I'm pleased to announce a sister blog to the Blogmanac. The Sandy Beach Almanac (
http://sandybeachalmanac.blogspot.com/) is where I am logging daily observations of Nature and life from my cabin on Sandy Beach, on the South Pacific coast of Australia. Here are two snippets:

1) Yellow Mondays, blazing blue Sunday
... The cicadas make themselves known on these hot days, as well, and they're quite loud from the casuarina trees immediately behind the sand. Australia has about 220 of the 2,000-plus species of the world's large Cicadidae family.

Over generations, Australian children have bestowed names on some of the species. The most common and thus best known is the Green Grocer (Cyclochila australasiae).

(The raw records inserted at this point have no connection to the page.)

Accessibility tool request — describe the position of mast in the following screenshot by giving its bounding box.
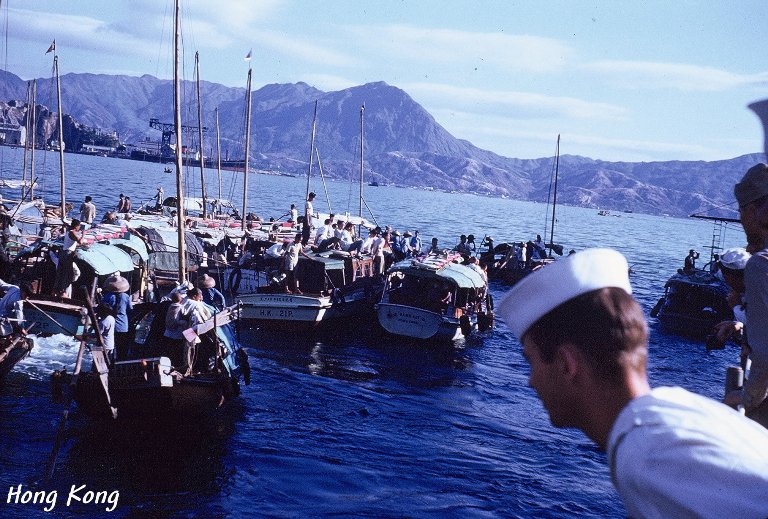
[358,103,365,219]
[304,99,317,200]
[173,0,187,283]
[215,106,221,202]
[53,52,67,215]
[21,81,32,196]
[549,133,560,258]
[29,79,37,200]
[241,67,251,231]
[195,52,208,219]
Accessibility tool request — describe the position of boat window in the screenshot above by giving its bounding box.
[135,312,155,344]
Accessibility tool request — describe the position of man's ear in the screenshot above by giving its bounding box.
[555,343,583,381]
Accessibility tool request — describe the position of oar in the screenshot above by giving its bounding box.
[46,308,86,481]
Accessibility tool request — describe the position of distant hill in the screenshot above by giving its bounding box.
[0,71,765,216]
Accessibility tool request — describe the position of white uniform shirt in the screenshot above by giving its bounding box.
[608,387,768,519]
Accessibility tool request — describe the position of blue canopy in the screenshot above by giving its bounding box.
[108,233,149,262]
[75,243,133,276]
[390,260,485,288]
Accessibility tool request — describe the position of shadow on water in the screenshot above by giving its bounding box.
[242,327,484,390]
[45,399,244,517]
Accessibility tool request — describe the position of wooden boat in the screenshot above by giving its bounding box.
[0,332,34,380]
[651,269,733,337]
[74,302,250,418]
[651,215,739,338]
[238,253,384,329]
[376,254,492,341]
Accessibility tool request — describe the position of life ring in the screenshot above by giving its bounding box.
[229,267,243,295]
[477,312,490,332]
[331,288,346,309]
[651,297,664,318]
[459,314,472,337]
[236,348,251,386]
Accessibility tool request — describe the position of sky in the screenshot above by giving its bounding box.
[6,0,768,162]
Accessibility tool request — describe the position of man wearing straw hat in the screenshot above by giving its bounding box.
[101,272,133,359]
[497,249,768,518]
[734,164,768,427]
[197,274,227,310]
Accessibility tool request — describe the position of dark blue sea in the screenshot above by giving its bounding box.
[0,148,744,518]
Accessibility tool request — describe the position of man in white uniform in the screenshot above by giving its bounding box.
[498,249,768,518]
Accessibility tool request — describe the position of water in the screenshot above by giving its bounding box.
[0,148,743,517]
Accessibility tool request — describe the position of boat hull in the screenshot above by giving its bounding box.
[240,294,332,327]
[376,303,468,341]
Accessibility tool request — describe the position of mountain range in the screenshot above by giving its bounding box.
[0,71,765,217]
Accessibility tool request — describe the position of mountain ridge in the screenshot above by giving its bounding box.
[0,70,765,217]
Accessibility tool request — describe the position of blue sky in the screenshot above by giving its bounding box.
[2,0,768,161]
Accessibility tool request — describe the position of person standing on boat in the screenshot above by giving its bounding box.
[314,218,333,245]
[283,234,309,294]
[101,273,133,359]
[497,249,768,518]
[0,279,32,335]
[427,236,443,254]
[80,196,96,227]
[371,227,386,275]
[301,192,316,245]
[408,229,422,256]
[182,288,211,376]
[734,163,768,427]
[683,249,699,274]
[53,218,85,297]
[453,234,471,259]
[96,301,115,364]
[197,274,227,310]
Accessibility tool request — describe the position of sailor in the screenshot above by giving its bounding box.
[706,247,751,354]
[301,192,317,245]
[155,186,165,209]
[101,272,133,359]
[182,288,212,376]
[197,274,227,310]
[0,279,32,335]
[96,302,115,364]
[734,163,768,427]
[80,196,96,227]
[53,218,85,297]
[453,234,474,257]
[313,218,332,245]
[497,249,768,518]
[371,227,386,275]
[409,229,422,256]
[427,236,443,254]
[683,249,699,274]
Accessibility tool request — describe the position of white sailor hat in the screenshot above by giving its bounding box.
[720,247,752,270]
[497,249,632,338]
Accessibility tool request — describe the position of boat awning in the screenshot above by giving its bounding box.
[75,243,133,276]
[390,260,485,288]
[299,256,344,270]
[107,234,149,262]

The Floury Baker (Abricta curvicosta) and the Black Prince (Psaltoda plaga) are less common – the latter especially so and their scarcity might help explain the dubious folklore of children that you can sell them to pharmacists for a tidy sum, and their wings will be ground up and used in important medicines. It might be that during the Gold Rush days of the 1850s, Chinese herbalists really did grind up Black Prince wings for their elixirs ...

2) One thousand, two hundred and eighty-five
... one of my paces is almost precisely four of my hand spans. As Nature would have it, my hand span is near as dammit to 25 centimetres, providing a handy metric rule. So my step is one metre and Sandy Beach I reckon to be 1.285 kilometres in length, at least around the arc of the delicious waterline that lapped around my ankles ...

Of course, I might have lost count and messed up the calculation. There were at least four moments along my surveying route that interrupted my concentration.

First of these was a remarkably proportioned, young, bikini-clad woman leading two small black dogs on a leash at some distance from me. I won't pretend it was the dogs that distracted me, although I don't like to see dogs on the beach, and it is against council regulations. I did find her easier to forgive than some others I've seen. I might have lost count then and as I pondered the grim reality that if she were 19, as I guessed, she was closer in age to my granddaughter than my daughter, and that God is quite uncaring in the apportionment of libido and age ...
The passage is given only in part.